Being so widespread, however, the exact details may differ across the hippo's range. To conserve hippos - and, hopefully, human croplands - in a particular place, we need to understand what the hippos are doing there, not what they're doing across the other side of the continent. Many such studies have been done, but Africa is a big place, and there are still gaps in our knowledge. One of these was recently filled in with a study on hippo diet and behaviour in Ethiopia.

The study was conducted at the Dhidessa Wildlife Sanctuary, which lies on the river of the same name, a tributary of the Blue Nile. This is in western Ethiopia, a highland region dominated by savannah grassland. While originally set up with the primary aim of protecting hippos, the sanctuary has proven ineffective in recent years, with substantial agricultural encroachment, doubtless because the Ethiopian government has had more important things to worry about.

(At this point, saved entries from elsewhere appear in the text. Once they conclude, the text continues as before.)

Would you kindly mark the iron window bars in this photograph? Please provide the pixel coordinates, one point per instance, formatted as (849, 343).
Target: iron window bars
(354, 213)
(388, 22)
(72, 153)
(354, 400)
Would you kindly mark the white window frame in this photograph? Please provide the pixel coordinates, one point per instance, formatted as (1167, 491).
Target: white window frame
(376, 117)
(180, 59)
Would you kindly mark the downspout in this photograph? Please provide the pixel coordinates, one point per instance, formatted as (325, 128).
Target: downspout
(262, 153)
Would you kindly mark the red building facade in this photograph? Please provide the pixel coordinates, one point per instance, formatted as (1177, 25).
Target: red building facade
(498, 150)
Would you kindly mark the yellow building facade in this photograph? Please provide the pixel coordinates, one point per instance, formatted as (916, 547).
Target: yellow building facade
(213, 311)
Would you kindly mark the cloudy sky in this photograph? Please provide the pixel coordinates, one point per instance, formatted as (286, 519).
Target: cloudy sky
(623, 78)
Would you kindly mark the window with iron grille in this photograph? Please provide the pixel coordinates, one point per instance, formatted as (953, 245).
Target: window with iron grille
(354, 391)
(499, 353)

The study showed that the hippos in the area, like those elsewhere, spend a lot of their time just lazing about and doing very little, especially during the hottest parts of the day when they partially submerge themselves in the water to keep cool. Males, it seems, are lazier than the females, which may well be because some of the females had young to care for or protect, which will take time out of anyone's day.

The hippos were most active during the early part of the rainy season, when temperatures are cooler and food is most abundant. That tailed off in the later half of the season, perhaps because by then, lush grass was growing near the rivers, and there was little point in travelling far to get to it. But the hippos were least active during the sunshine of the dry season, preferring to stay in their rivers away from the heat, rather than wandering off in search of food before they had to.

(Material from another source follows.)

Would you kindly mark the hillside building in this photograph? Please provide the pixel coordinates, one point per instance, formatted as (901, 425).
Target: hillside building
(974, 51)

This is, as might be expected, not so different from what hippos do elsewhere. However, diet is inevitably influenced by what plants happen to be around, so we should expect there to be some variation in what hippos eat depending on where in the world they happen to be. In this case, analysis of the hippos' dung showed that they had been eating a wider variety of plants than a previous study in a similar habitat in Zambia, but less than in areas away from agricultural land.

Most of the diet does consist of grass, as we would expect. Bermuda grass is arguably the most favoured (this is, despite the name, not native to Bermuda) in the sense that it seems to be important for hippos everywhere we have bothered to look. But here, sedges and cockspur grass formed even more of the diet, along with a particularly large portion of bulrushes (formerly known as "reedmace", but for some reason, no longer).

The bulrushes are interesting because those are found only near water, so that the hippos aren't heading out to graze on them, but doing so from the comfort of the river. They are also, for what it is worth, not a form of grass (or, indeed, a form of rush), although they are related. Other non-grasses/sedges regularly eaten by the hippos include herbs such as joyweed, knotweed, and tropical spiderwort, aquatic plants such as pennywort, and some climbing legumes. But not, for example, any of the shrubs and trees that are locally common, such as bushwillow and myrrh. 

It was also possible to see how the hippos' diet changed through the year, from the relative richness and diversity of plants in the wet season, to a narrower range of available food when the weather became drier. Even so, grasses and sedges always formed around two-third of the food eaten. Hippos, it seems, can adapt to what's around them, and in the right circumstances, that is going to include the sugarcane and melons that are the main local agricultural crops. (Sugarcane is a grass; melons obviously aren't). But they are still limited, both by a need for plentiful grass and, of course, by the need for water - as all those bulrushes indicate.

Sure, this particular wildlife sanctuary contains some good habitat for hippos, but with the current problems elsewhere in Ethiopia, and the encroachment of agricultural land into places that are theoretically protected, it's by no means all plain sailing. Understanding exactly what they are doing and eating can perhaps help with that when and if things settle down.